A small demo app that allows a user to interrogate the FinCEN data in Neo4j via natural language.
This project serves as a practical demonstration of modern GenAI engineering patterns, focusing on reliable interactions with structured databases:
- PydanticAI Framework: The core agent is built using
pydantic-ai, enforcing type-safe, structured outputs. This ensures the model's responses adhere strictly to defined schemas (e.g., separating findings from extracted entities). - Model Context Protocol (MCP): The agent connects to Neo4j via an MCP server. This provides the LLM with native tool access to query the graph database directly, allowing it to autonomously gather context.
- Self-Reflection & Validation: Domain-level validation is used to verify the LLM's output. For example, if the model indicates data was found but returns an empty answer, a retry is triggered, prompting the agent to correct itself.
- Observability: The agent is instrumented with Langfuse for detailed tracing, providing visibility into the broader LLM calls, tool usage, and prompt execution.
- Evaluation: An evaluation suite powered by
pydantic-evalshelps measure the agent's performance and accuracy against a dataset of test cases over time. - Durable Multi-Agent Orchestration: A deep research investigation mode uses Temporal to orchestrate a three-agent workflow (planner, researcher, synthesiser) with durable execution guarantees. Each step is automatically retried on failure and completed steps are never re-executed.
sequenceDiagram
participant User
participant FastAPI
participant Temporal as Temporal Server
participant Planner as Planning Agent
participant Researcher as Research Agent
participant Synthesiser as Synthesis Agent
participant Neo4j as Neo4j MCP
User->>FastAPI: POST /api/v1/investigations
FastAPI->>Temporal: Start InvestigationWorkflow
FastAPI-->>User: investigation_id
Temporal->>Planner: Decompose query
Planner-->>Temporal: ResearchPlan with sub-queries
loop For each sub-query
Temporal->>Researcher: Execute sub-query
Researcher->>Neo4j: Query graph via MCP
Neo4j-->>Researcher: Graph data
Researcher-->>Temporal: SubQueryResult
end
Temporal->>Synthesiser: Synthesise all findings
Synthesiser-->>Temporal: InvestigationReport
User->>FastAPI: GET /investigations/{id}/status
FastAPI->>Temporal: Query workflow state
Temporal-->>FastAPI: Status and progress
FastAPI-->>User: Status response
User->>FastAPI: GET /investigations/{id}/result
FastAPI->>Temporal: Get workflow result
Temporal-->>FastAPI: InvestigationReport
FastAPI-->>User: Full report
Provide a Google Gemini API key (or change the MODEL variable in .env to another provider and provide the relevant API key).
mise run setup # Boot Docker services and load FinCEN data
mise run run # Start the FastAPI dev server
mise run teardown # Stop services and delete local dataThese are simple, single-agent queries for entity lookups and basic relationship analysis.
- 'Which banks appear in the FinCEN files?'
- 'What countries are most frequently mentioned in suspicious activity reports?'
- 'Show me the transaction flow involving Deutsche Bank.'
- 'What entities are connected to HSBC in the FinCEN data?'
These complex, multi-stage queries leverage the Temporal-orchestrated workflow for in-depth research.
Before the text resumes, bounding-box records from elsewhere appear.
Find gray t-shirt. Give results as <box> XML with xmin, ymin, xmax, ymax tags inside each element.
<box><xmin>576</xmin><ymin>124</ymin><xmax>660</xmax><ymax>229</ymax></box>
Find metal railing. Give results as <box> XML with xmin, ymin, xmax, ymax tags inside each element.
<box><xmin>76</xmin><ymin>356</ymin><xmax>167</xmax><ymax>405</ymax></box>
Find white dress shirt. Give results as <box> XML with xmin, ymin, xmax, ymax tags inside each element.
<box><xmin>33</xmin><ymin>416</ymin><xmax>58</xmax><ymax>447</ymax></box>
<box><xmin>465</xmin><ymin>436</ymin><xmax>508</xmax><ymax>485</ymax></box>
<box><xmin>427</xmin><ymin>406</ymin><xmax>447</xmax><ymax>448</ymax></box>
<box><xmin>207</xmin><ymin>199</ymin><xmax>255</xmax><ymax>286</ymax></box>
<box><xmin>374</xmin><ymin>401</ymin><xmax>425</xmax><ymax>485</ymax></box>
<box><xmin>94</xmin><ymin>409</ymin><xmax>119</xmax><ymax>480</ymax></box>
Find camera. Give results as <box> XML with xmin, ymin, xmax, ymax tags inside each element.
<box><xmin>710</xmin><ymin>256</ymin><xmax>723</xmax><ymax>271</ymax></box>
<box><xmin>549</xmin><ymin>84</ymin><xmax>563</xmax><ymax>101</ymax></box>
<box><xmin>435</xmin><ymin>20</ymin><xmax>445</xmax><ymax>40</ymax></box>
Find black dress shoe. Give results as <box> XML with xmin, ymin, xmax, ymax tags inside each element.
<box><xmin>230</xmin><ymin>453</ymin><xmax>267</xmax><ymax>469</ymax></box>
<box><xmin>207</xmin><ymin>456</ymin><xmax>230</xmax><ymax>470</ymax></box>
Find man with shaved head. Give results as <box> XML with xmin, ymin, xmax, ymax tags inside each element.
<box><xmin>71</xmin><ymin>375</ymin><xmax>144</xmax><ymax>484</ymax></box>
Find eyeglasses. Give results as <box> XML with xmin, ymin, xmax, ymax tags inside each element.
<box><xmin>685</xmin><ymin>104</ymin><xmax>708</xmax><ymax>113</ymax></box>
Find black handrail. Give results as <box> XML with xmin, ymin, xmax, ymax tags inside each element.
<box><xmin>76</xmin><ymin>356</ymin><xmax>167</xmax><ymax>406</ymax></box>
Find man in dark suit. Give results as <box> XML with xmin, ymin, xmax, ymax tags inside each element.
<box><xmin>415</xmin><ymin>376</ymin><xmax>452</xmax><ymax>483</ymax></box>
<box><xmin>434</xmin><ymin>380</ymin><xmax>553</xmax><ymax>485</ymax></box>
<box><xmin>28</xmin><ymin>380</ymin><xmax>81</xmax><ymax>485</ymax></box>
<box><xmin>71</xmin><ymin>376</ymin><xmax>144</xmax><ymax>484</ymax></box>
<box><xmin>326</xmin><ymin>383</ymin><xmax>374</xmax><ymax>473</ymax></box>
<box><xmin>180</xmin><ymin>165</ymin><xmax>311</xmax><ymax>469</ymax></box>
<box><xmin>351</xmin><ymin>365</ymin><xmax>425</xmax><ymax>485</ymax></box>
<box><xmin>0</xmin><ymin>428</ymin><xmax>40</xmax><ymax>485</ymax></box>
- 'Investigate potential money laundering networks linking offshore shell companies in the British Virgin Islands to high-value real estate purchases in Miami and New York between 2018 and 2022. Map out the key front companies and financial intermediaries involved.'
- 'Identify suspicious patterns of rapid fund transfers through correspondent banking accounts at JP Morgan Chase and Standard Chartered, specifically involving Baltic-region entities and known tax havens, highlighting any links to entities under international sanctions.'
- 'Examine the role of professional money laundering facilitators (lawyers, accountants, and trust providers) based in Cyprus and Malta who have assisted Eastern European PEPs (Politically Exposed Persons) in moving assets into the London property market.'
.env doesn't contain any real secrets and I wanted to keep manual configuration to a minimum, hence why it isn't in .gitignore (or, even better, a secrets manager isn't used).
The guardrails are very limited and basic at the moment but the model will decline to answer many messages that aren't related to the FinCEN data.
The evals have some failures (93% pass rate)- I'll address these at some point soon.